The Head Ball Coach knows a little something about winning. He won six SEC championships at Florida, seven if you ask him. The Gators had the best SEC record during his first season in Gainesville in 1990 but weren’t eligible for the title because of NCAA sanctions incurred on the previous staff’s watch.
Spurrier is and always has been a bottom-line guy, so he doesn’t really care what the official record book says. He counts it as a seventh SEC title.
And before he retires, he’s determined to get an eighth.
Spurrier, who turns 69 in April, has transformed South Carolina’s football program from the epitome of mediocrity to one of the pillars of consistency nationally.
South Carolina is one of four schools nationally to have won 11 or more games in each of the last three seasons. The other three are Alabama, Oregon and Stanford.

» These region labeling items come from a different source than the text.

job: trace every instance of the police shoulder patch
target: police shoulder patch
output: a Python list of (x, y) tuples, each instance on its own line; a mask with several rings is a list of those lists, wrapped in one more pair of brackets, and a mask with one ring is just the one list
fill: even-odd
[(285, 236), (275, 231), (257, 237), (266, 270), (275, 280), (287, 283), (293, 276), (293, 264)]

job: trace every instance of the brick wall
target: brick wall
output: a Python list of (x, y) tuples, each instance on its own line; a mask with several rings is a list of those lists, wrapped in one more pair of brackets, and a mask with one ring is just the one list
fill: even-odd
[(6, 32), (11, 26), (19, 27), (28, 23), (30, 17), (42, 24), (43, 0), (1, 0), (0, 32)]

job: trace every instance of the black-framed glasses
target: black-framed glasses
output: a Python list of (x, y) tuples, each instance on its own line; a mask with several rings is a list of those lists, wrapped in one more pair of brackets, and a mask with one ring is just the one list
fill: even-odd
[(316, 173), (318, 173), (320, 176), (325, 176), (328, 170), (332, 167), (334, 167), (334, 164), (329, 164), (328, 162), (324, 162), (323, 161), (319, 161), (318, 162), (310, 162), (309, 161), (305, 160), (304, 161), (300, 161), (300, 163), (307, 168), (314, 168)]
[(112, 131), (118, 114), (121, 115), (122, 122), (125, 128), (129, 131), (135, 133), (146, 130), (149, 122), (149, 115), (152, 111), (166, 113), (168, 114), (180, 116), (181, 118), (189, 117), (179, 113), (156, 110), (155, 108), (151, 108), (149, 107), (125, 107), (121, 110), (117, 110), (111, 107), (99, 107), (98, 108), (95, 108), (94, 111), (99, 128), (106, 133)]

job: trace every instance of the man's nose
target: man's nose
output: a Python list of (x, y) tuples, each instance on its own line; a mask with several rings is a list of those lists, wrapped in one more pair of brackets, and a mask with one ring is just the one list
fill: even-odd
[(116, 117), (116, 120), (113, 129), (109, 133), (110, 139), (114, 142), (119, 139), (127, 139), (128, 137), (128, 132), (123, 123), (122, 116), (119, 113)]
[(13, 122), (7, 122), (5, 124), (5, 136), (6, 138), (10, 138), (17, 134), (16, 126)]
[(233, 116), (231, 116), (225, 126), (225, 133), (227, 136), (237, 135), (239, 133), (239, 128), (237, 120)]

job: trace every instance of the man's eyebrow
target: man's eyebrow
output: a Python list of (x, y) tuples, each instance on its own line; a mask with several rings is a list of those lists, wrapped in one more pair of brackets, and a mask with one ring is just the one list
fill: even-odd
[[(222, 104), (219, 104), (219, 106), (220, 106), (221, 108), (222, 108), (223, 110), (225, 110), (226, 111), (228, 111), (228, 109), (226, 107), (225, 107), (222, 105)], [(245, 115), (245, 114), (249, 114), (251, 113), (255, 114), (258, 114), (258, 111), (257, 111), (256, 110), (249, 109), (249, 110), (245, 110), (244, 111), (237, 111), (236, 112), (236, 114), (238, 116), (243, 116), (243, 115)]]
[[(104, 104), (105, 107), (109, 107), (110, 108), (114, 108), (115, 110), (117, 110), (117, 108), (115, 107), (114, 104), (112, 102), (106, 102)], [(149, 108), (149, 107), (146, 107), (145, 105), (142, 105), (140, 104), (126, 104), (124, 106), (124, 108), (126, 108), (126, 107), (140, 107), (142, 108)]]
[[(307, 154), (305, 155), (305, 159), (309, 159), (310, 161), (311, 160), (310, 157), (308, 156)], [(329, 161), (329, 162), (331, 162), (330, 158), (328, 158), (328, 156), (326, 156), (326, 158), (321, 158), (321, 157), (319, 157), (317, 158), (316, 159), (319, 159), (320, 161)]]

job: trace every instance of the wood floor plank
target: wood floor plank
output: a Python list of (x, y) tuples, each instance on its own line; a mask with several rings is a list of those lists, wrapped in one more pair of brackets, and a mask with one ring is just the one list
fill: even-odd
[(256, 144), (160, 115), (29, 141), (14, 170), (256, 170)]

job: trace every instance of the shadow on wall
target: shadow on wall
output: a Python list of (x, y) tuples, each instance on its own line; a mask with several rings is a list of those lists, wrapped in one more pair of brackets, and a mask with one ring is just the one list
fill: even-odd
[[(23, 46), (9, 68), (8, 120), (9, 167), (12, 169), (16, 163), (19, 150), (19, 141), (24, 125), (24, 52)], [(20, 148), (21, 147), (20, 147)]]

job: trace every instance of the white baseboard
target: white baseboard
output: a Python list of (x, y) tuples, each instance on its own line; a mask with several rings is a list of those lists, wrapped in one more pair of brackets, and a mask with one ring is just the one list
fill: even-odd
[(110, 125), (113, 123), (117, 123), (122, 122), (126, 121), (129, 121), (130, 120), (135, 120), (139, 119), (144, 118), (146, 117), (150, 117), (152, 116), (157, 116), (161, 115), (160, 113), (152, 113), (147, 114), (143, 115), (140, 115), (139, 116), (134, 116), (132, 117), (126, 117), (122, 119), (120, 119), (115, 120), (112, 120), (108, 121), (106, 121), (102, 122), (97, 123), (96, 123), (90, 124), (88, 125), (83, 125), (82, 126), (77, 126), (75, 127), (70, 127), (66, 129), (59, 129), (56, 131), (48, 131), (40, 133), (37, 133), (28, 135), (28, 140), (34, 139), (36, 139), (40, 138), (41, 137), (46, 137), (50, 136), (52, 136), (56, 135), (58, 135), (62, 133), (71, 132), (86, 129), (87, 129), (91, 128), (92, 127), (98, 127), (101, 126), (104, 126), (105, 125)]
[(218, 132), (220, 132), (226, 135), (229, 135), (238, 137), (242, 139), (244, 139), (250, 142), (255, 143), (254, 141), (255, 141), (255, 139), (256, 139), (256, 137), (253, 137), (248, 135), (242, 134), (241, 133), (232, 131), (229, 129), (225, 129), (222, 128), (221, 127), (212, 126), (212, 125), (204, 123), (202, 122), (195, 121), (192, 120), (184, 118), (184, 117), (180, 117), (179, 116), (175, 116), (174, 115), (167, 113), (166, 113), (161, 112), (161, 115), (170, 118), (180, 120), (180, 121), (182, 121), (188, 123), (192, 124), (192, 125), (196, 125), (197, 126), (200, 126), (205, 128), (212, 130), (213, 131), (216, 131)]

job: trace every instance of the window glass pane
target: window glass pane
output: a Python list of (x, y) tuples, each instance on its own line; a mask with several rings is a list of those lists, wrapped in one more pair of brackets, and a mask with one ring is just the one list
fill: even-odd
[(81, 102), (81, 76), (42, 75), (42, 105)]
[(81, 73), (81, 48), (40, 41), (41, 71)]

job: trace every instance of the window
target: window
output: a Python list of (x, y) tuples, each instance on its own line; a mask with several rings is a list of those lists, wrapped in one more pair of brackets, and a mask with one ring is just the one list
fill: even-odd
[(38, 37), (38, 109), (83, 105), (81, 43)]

The Gamecocks have recorded three consecutive top-10 finishes and were the only team in the country last season to beat three teams that finished the season in the top 10 of the final Associated Press poll.
There’s also a five-game winning streak over Clemson -- the longest by either school during the modern era of that rivalry -- and the last time the Gamecocks lost at home was the fifth week of the 2011 season.
With everything Spurrier has done at South Carolina, the timing might seem right to some for the Head Ball Coach to ride off into sunset and bask in his Hall of Fame career while playing golf full time ... and making his playing partners putt everything out.
But that’s not the way he’s wired.
As long as he’s winning big, and at least knocking on the door of playing for an SEC championship, he’s not going anywhere.
The Gamecocks have lost key players -- several of them early to the NFL draft -- in each of the last few seasons. But they’ve kept on winning.
Spurrier, though, is confident that the standard has been set at South Carolina. The Gamecocks were scheduled to open spring practice Tuesday only to have it postponed by poor weather.
It doesn’t mean the Gamecocks have the best players or that they have out-recruited the likes of Alabama, Georgia, Florida and LSU.
As Spurrier is fond of saying, “The most talented teams don’t always win. Sometimes, you just have to play better than the other guy.”
The Gamecocks have made a living of doing just that under Spurrier, and as he enters his 10th season in Columbia, all those people who were convinced that he would never sniff an SEC title at South Carolina aren’t quite as convinced anymore.
Spurrier already is an SEC icon, both as a player and as a coach.
If he can bring an SEC title to South Carolina before he hangs up his visor for good, you’ll be able to count his peers in this league on one hand.
Heck, maybe on two or three fingers.